Jon Flemming Olsen / Immer wieder weiter
Immer wieder weiter Spielzeit: 44:04
Medium: CD
Label: 105 Music, 2014
Stil: Country & More


Review vom 28.01.2014


Steve Braun
Freunde der NDR-Kultserie "Dittsche" haben sich sicherlich den 31. Januar 2014 ganz dick in ihrem persönlichen Eventkalender angestrichen. Jon Flemming Olsen bringt an diesem Tag sein erstes Soloalbum heraus. Wenn man den sympathischen Hanseaten jetzt als Ingo in die Blödelecke stellen würde, wäre dies sträflicher Unfug. JFO ist ein richtig toller Musiker, was er als Gründungsmitglied eines der wenigen deutschen Country-Lichtblicke, Texas Lightning (ich sach' nur Olli Dittrich und 'Krank-Prixx'), eindrucksvoll unter Beweis stellen konnte. Als 'The Flame' war er bis zu seinem Ausstieg 2009 eines der Aushängeschilder, was ihm - man höre und staune - die Ehrenbürgerschaft des US-Bundesstaates Texas einbrachte.

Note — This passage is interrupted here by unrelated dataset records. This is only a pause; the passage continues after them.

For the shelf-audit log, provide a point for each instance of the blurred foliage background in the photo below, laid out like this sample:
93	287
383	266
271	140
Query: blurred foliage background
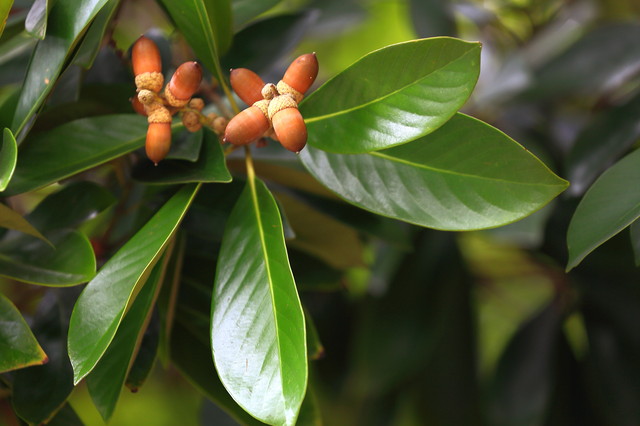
452	328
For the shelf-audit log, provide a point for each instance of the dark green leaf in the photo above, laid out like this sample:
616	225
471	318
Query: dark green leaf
50	156
67	20
108	376
10	219
18	346
467	175
30	260
92	41
87	199
210	167
392	96
246	10
8	158
192	356
101	306
36	22
257	325
599	61
206	25
609	206
603	140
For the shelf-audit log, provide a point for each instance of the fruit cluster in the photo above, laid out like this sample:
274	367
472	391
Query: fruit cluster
274	108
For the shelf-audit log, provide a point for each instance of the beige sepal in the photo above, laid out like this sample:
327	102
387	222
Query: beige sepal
150	81
281	102
284	89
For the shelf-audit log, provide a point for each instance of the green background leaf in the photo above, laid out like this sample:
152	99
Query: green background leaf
257	325
392	96
8	158
610	205
101	306
18	346
466	175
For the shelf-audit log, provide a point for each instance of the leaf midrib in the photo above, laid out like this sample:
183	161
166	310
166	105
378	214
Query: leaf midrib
381	98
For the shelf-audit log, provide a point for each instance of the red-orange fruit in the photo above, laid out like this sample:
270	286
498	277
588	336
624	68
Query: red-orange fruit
302	72
247	85
290	129
145	56
186	80
246	127
158	141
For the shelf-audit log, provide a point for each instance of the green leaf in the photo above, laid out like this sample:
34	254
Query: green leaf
101	306
392	95
610	205
73	147
210	167
67	21
257	326
18	346
5	8
603	140
10	219
36	22
206	25
247	10
466	175
26	259
108	377
8	158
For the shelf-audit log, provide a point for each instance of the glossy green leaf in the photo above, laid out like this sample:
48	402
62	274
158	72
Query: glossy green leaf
604	139
246	10
392	96
191	354
36	22
257	325
466	175
33	261
74	147
8	158
206	25
5	8
108	377
18	346
101	306
210	167
635	240
610	205
11	219
67	21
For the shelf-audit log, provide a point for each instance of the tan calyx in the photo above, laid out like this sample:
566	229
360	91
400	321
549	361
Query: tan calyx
172	100
150	81
269	91
279	103
284	89
158	113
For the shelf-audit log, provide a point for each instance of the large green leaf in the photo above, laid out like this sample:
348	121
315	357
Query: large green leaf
392	95
210	166
257	324
108	377
73	147
466	175
246	10
67	21
18	346
27	259
604	139
206	25
101	306
610	205
8	158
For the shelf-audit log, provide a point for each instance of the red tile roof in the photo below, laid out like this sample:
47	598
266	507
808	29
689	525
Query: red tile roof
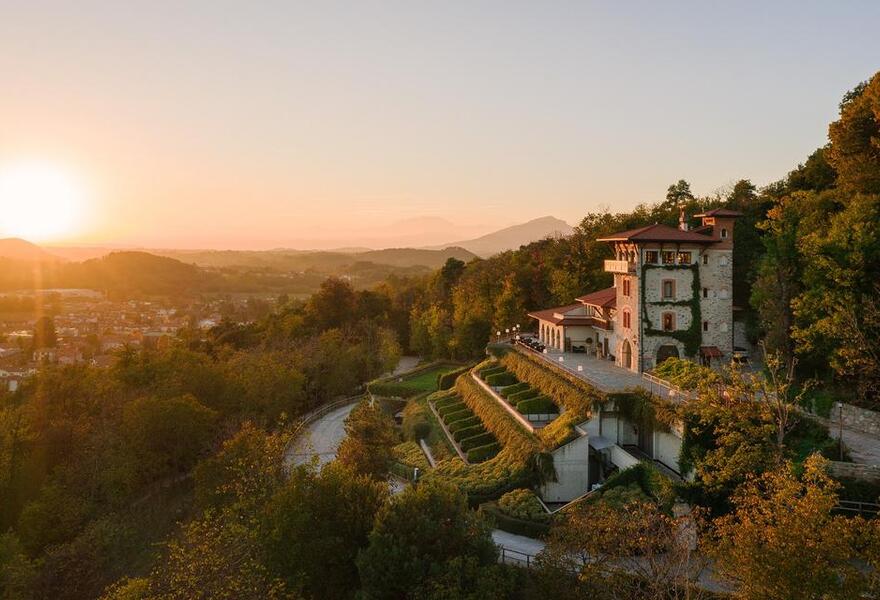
719	212
549	314
606	298
657	233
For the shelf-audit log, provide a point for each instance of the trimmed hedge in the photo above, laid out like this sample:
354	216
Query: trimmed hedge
475	441
463	423
523	395
461	413
513	389
468	432
416	425
569	392
491	370
532	529
451	408
539	405
447	400
447	380
483	453
502	379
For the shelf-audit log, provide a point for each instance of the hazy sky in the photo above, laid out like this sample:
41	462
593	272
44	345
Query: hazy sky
258	124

Gut, ein wenig Profit schlug Jon Flemming Olsen dann doch aus seiner Rolle als TV-Wurstbrater. Mit dem "Fritten-Humboldt" präsentierte er einen 'Gourmetführer' durch die Imbissbuden der Republik und wurde damit aus heiterem Himmel zum Bestsellerautor. Aber - mit Verlaub - sehr viel glaubwürdiger scheint es, den Ingo in den Schrank zu hängen, sich wieder eine nette kleine Band zusammenzustellen und auf das zu konzentrieren, was er am besten kann: Countrymusik machen!! Und nun, liebe Leute, kommt folgerichtig mein erster Tipp des noch jungen neuen Jahres!

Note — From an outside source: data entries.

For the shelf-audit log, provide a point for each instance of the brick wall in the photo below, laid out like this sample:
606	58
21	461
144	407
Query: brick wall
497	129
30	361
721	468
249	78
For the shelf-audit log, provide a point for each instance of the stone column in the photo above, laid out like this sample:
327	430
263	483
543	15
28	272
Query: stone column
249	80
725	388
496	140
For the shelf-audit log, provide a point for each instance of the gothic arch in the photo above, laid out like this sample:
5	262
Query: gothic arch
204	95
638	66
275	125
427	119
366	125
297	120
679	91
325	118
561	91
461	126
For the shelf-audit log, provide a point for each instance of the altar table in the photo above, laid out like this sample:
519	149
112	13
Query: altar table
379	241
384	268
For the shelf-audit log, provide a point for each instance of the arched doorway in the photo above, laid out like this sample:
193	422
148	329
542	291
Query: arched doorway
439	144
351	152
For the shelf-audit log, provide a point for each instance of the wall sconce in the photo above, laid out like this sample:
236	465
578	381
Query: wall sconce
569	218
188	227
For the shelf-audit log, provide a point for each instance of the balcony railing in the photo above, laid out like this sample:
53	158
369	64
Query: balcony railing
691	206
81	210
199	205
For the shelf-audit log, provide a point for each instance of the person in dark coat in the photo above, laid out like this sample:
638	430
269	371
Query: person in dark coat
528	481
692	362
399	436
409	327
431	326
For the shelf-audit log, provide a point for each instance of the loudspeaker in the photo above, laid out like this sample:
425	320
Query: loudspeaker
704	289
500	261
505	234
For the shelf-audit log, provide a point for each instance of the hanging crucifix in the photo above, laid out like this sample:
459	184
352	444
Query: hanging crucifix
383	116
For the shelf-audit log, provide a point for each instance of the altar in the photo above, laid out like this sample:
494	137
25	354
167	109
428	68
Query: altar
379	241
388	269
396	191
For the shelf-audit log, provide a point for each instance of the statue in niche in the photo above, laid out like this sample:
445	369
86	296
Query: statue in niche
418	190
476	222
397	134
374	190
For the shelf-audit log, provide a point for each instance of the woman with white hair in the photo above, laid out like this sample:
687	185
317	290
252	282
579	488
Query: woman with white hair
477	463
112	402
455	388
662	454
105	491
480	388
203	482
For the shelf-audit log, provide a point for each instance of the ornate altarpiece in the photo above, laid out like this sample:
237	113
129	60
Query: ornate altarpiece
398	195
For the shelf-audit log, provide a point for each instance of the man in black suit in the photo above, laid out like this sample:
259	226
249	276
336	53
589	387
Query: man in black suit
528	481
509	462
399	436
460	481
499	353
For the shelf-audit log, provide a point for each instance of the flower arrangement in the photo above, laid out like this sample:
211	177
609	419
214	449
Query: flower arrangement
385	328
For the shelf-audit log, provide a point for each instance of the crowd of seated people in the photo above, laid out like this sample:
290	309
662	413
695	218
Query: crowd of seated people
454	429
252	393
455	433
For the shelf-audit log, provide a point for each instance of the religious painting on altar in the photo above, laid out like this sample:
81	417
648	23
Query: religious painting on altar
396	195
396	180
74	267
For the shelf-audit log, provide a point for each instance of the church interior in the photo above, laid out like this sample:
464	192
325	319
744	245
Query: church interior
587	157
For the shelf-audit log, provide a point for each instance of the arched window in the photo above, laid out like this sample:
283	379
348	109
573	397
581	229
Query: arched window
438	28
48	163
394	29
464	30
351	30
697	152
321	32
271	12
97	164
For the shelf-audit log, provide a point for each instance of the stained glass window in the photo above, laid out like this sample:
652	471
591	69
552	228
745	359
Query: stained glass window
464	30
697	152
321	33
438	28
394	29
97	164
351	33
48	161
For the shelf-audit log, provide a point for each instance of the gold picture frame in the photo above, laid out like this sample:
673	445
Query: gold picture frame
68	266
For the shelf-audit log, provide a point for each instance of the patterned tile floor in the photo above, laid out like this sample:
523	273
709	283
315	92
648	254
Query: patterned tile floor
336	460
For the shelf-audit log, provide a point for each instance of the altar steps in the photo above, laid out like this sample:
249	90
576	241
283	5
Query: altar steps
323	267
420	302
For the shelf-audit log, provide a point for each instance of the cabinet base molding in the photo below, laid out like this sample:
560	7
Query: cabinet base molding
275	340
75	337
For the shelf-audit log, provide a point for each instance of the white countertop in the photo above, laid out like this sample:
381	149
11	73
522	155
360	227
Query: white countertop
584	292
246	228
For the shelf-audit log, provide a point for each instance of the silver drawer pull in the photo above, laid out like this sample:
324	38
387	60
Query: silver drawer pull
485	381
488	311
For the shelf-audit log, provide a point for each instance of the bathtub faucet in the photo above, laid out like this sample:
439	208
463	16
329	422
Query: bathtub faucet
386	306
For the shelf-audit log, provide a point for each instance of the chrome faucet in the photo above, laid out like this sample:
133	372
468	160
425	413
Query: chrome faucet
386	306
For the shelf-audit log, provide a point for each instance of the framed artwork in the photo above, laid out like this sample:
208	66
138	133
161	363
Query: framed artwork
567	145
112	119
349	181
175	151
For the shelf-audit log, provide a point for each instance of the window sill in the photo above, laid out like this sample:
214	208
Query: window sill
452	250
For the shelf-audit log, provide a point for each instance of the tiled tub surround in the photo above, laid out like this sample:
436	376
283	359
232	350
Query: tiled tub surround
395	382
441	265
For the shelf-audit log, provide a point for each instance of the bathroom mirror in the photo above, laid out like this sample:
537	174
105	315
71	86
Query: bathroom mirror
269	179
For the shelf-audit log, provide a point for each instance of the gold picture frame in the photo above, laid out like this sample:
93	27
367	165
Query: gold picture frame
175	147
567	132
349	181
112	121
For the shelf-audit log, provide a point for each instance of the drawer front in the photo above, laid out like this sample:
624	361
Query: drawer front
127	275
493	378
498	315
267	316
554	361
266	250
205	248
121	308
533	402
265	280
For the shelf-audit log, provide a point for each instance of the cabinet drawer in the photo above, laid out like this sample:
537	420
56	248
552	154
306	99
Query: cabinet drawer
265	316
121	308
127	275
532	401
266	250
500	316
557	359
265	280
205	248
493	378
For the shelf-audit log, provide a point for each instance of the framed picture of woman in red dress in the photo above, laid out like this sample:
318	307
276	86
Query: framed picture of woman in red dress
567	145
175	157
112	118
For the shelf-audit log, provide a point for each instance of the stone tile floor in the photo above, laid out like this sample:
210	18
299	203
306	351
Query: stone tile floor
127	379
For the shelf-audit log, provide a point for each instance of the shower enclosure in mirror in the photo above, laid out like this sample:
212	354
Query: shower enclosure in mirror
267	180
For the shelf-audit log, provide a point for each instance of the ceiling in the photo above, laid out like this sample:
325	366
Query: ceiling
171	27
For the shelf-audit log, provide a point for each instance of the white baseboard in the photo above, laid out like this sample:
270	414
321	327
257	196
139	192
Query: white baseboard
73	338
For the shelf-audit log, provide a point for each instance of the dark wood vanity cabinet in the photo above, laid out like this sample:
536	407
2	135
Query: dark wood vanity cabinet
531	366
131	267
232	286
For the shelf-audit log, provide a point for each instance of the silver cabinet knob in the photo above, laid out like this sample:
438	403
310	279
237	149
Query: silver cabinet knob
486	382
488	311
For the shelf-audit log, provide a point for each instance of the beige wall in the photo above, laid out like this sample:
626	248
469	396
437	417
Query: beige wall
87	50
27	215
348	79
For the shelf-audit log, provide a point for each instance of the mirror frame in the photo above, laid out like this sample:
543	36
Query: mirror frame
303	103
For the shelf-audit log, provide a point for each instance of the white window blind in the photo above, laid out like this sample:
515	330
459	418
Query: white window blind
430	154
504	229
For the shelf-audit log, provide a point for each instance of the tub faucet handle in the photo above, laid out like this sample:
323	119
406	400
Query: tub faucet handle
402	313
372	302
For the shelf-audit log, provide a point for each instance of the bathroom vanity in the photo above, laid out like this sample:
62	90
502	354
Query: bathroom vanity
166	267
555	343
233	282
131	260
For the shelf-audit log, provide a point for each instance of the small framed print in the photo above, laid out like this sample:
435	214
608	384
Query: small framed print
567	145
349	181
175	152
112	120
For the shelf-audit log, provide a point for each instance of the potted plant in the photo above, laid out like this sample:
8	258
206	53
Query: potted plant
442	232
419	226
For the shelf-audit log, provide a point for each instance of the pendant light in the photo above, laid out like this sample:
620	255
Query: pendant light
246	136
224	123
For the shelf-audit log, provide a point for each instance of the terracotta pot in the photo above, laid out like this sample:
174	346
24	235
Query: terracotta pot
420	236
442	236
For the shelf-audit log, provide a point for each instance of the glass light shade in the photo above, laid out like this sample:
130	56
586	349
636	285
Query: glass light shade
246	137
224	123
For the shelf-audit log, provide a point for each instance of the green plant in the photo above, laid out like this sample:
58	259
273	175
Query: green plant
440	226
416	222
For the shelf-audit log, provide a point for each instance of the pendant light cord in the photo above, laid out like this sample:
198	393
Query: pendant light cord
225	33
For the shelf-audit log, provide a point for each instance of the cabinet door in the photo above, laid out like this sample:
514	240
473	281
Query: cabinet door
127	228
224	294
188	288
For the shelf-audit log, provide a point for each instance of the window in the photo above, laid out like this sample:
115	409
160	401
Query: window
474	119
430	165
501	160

Jon Flemming Olsen legt mit seinem Debüt "Immer wieder weiter" ein hochpersönliches, emotionales Album vor und gewährt somit weit mehr als nur einen kurzen Blick hinter die Kunstfigur Ingo. Hälftig wurde es mit neu betexteten Coverversionen bestückt, die sich hervorragend mit den Eigenkompositionen ergänzen.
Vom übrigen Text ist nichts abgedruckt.